IX
He went racing through the darkness, the two thoughts changing, mingling, changing incessantly over and over in his brain—that he must catch them at the hotel before they left it, and that he loved, he loved her, he loved her with an intensity that seemed to increase with every step that he ran.
In some way, although Dunbar had said so little about her, his picture of her was infinitely clearer and stronger than it had been before. He saw her in that small village of hers struggling with that drunken father, with insufficient means, with the individualities and rebellions of her two brothers who however deeply they loved her (and normal boys are not conscious of their deep emotions), must have kicked often enough against the limitations of their conditions, sneering servants, spying neighbours, jesting and scornful relations, the father in his cups abusing her, insulting her and for ever complaining—and yet she, through all of this, showing a spirit, a hardihood, a pluck and, he suspected, a humour that only this last fatal intercourse with the Crispin family had broken down.
Harkness was the American man at his simplest and most idealistic, and than this there is nothing simpler and more idealistic in the whole of modern civilisation. The Englishman has too much common sense and too little imagination, the Frenchman is too mercenary, the Southern peoples too sensuous to provide the modern Quixote. In the United States of America to-day there are as many Quixotes as there are builders of windmills to be tilted at—and that is saying much.
So that, with his idealism, his hatred of cruelty and abnormality, Harkness saw far beyond any personal aggrandisement in this pursuit. He was not thinking now of himself at all, he had danced himself that night into a new world.

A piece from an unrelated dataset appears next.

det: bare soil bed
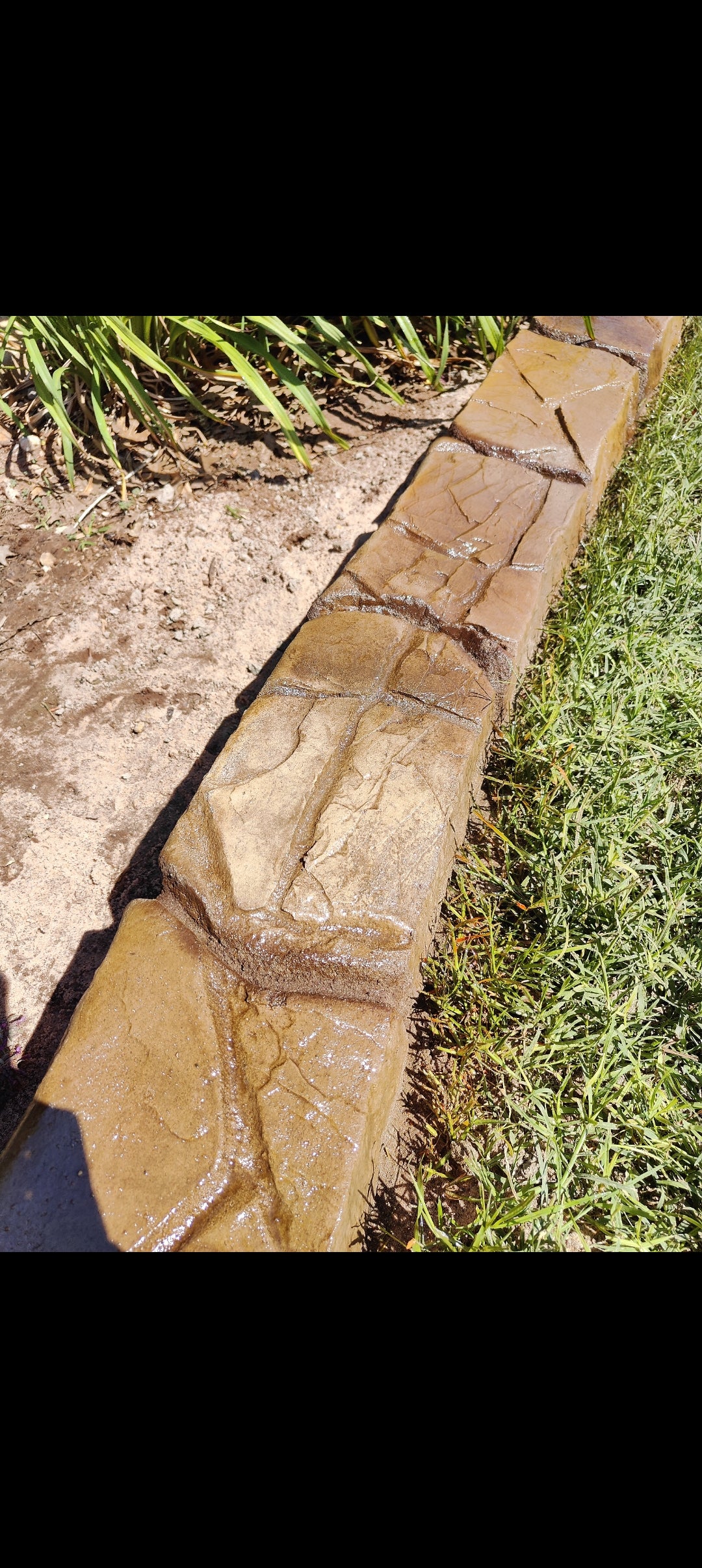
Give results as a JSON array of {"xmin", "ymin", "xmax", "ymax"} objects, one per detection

In the market-place he had to pause for breath. He had run all the way down the High Street, meeting no one as he went; he had already had considerable exercise that evening, and he was in no very fine condition of training. The market-place was quiet enough, only a few stragglers about; the Town Hall clock told him it was twenty-eight minutes to eleven.

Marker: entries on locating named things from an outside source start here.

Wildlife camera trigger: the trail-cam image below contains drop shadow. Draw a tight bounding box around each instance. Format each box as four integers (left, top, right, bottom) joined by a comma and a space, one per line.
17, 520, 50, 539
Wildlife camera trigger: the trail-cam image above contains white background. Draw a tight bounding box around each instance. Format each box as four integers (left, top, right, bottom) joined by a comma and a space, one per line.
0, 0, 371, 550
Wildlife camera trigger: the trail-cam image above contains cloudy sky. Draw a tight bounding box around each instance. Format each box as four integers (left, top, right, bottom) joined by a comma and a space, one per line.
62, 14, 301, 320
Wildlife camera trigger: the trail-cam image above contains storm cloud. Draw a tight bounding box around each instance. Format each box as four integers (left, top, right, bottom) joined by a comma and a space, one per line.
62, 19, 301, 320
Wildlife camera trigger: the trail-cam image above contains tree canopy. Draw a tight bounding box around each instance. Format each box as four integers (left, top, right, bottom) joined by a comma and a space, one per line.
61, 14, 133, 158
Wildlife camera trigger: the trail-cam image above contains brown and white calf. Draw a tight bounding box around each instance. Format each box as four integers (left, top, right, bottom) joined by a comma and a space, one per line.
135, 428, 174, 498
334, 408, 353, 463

He started up the hill, he arrived breathless at the hotel gates, the sweat pouring down his face. He stopped and tried to arrange himself a little. It would be a funny thing coming in upon them all with his tie undone and lines of sweat running down his face. But, after all, he could make the dance account for a good deal. He pushed his stud through the two ends of his collar and pulled his tie up, finding it difficult to use his hands because they were so hot, wiped his face with his handkerchief, pushed his cap straight on his head.
His face wore an expression of grim seriousness as though he were indeed Sir George off to rescue his Princess from the Dragon.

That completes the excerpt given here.